To give everyone a more intuitive understanding, in the actual "semantic-index.json" file I generated, the article "”The Awakening of Sound: Fundamentals (Part 3): Visualization of Interval Structure and Historical Conventions“"corresponding" related The content is shown in the image below:

image.png

The image above shows the most relevant information to this article. 5 articles(Sorted by similarity score from highest to lowest, IDs are respectively) 14026,14017,13767,14048,13751The following are, in order:
1.“Awakening of Sound: Basics (Part 2): From Note Names to Simplified Musical Notation”"”
2.“The Awakening of Sound: Fundamentals (Part 1): Pitch Structure and Auditory Stability”"”
3.“The Awakening of Sound (Part 3): The Misconceptions and Scientific Interpretation of "High Position"”"”
4.“Awakening of the Voice (Part 6): How to determine whether you belong to the low, middle, or high range?”"”
5.“The Awakening of Sound (Part Two): Misunderstood Sounds: The Illusion of High Notes and the Illusion of Low Notes”"”

As can be seen, the recommendation results are highly relevant to the article's topic, indicating that... related The accuracy of the function is high. This also verifies that the goal of this script has been successfully achieved: from article acquisition, structured processing, semantic generation to relationship building, the entire process logic generates reliable semantic indexes, providing a directly usable data foundation for subsequent recommendations or displays.

3.8 Location and Updates of JSON Files

After completion semantic-index.json After the file is generated, a practical problem still needs to be solved: where to put this file and how to keep it updated during subsequent use.

By default, scripts output files to the current directory, but in actual deployments, the output location is usually adjusted based on the runtime environment. Common practices include:

  • Uploaded to object storage and accessible via CDN.
  • Place it in the website's static resource directory and deploy it along with the website.
  • As a local data file on the server, it is read by the backend program as needed.

The differences between the different methods are mainly reflected in the access path, caching strategy and update mechanism, but in essence they are all to ensure that the JSON file can be accessed stably by the system.
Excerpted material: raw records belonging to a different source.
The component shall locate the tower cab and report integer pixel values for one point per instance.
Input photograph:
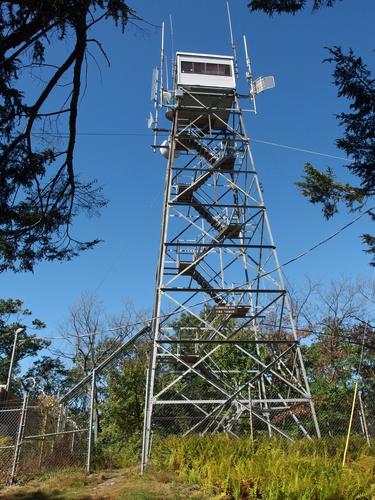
(205, 87)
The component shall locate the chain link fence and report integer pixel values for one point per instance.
(103, 416)
(40, 435)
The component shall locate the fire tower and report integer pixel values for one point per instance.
(225, 355)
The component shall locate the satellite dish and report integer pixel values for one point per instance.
(164, 149)
(263, 83)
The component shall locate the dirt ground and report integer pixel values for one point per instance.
(125, 484)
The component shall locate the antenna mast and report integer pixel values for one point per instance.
(232, 41)
(249, 75)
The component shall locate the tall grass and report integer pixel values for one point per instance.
(271, 469)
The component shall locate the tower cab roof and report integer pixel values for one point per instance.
(205, 70)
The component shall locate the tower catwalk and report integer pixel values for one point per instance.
(225, 355)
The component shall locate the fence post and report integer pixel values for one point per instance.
(21, 427)
(91, 421)
(350, 424)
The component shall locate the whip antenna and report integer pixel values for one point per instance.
(232, 41)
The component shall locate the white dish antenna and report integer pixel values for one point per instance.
(263, 83)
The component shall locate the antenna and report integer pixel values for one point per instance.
(232, 41)
(157, 91)
(172, 46)
(260, 84)
(249, 75)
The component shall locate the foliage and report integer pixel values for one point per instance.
(354, 82)
(40, 190)
(13, 315)
(287, 6)
(122, 414)
(51, 375)
(270, 468)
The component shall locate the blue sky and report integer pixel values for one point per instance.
(299, 112)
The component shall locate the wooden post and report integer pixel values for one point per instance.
(350, 424)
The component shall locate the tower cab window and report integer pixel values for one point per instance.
(201, 68)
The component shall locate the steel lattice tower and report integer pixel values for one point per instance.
(225, 355)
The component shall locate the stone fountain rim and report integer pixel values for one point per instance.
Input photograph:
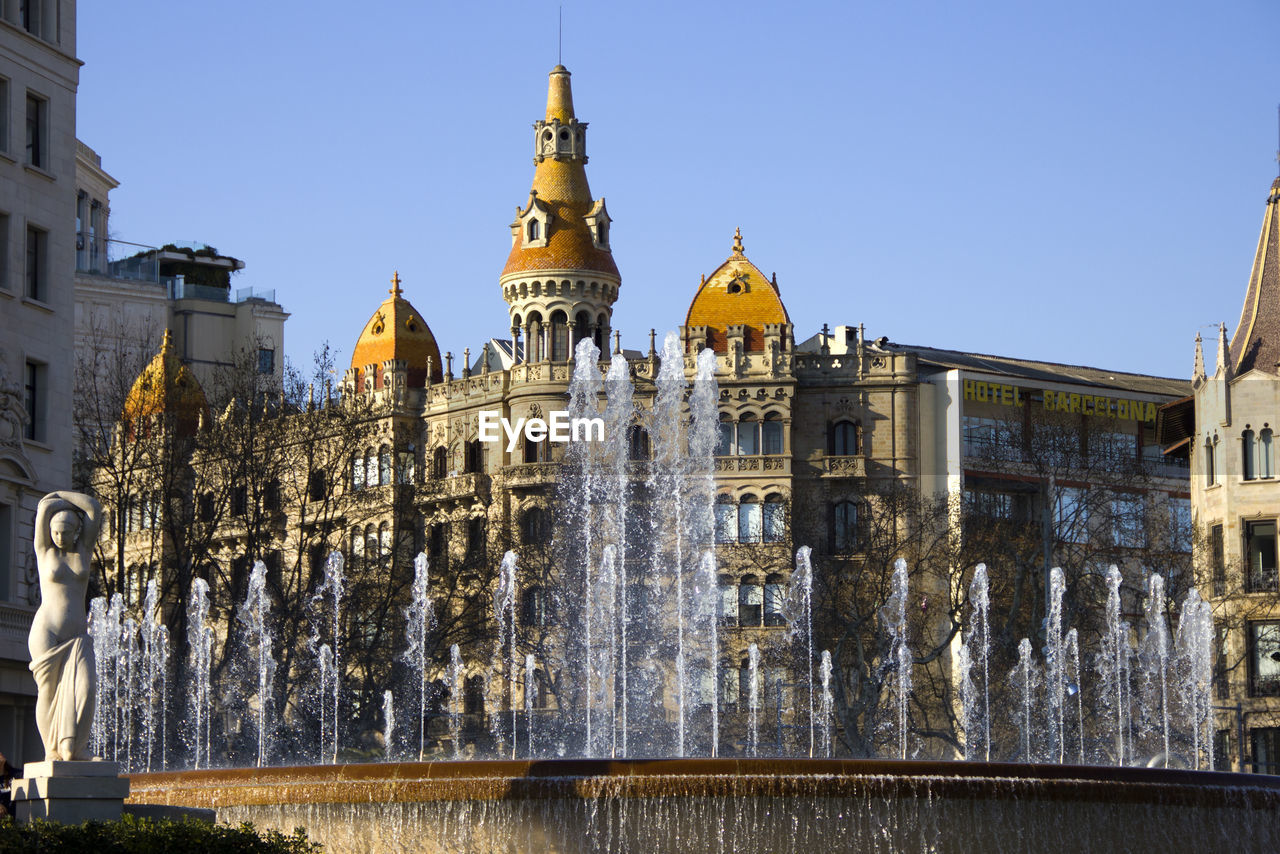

It should be noted that, although semantic-index.json Although it is a static file, its content is not permanent. Since this index is calculated based on the current blog posts, it becomes invalid and needs to be regenerated whenever a new post is published or the content of an existing post changes.

For personal blogs with low update frequency, the simplest approach is usually to manually run a script once after publishing a new article. To automate the process further, it can be combined with cron jobs or CI/CD workflows to automatically regenerate the index and overwrite old files at fixed time intervals. From a maintenance perspective, this type of JSON file is closer to a "repeatable generation result": it doesn't require manual modification but is automatically recalculated by the script based on the current content.


In addition, file size needs to be considered during practical use. As the number of articles increases,semantic-index.json The size will also gradually increase. For example, the index file generated based on my current blog content has already reached approximately 6MB in size.

image.png

Loading the entire file directly on the front end not only increases network transmission overhead but also incurs additional browser parsing costs.


In practice, this script doesn't require high system resources. The entire process mainly consists of sequential requests, text processing, and simple similarity calculations. With the current data scale, it can run stably even on a typical VPS with 2 CPU cores and 2-3GB of RAM. For example, on my Chicago VPS with 3 cores and 4.5GB of RAM, the script runs smoothly from start to finish and outputs...semantic-index.jsonThe file was processed in about 20 seconds.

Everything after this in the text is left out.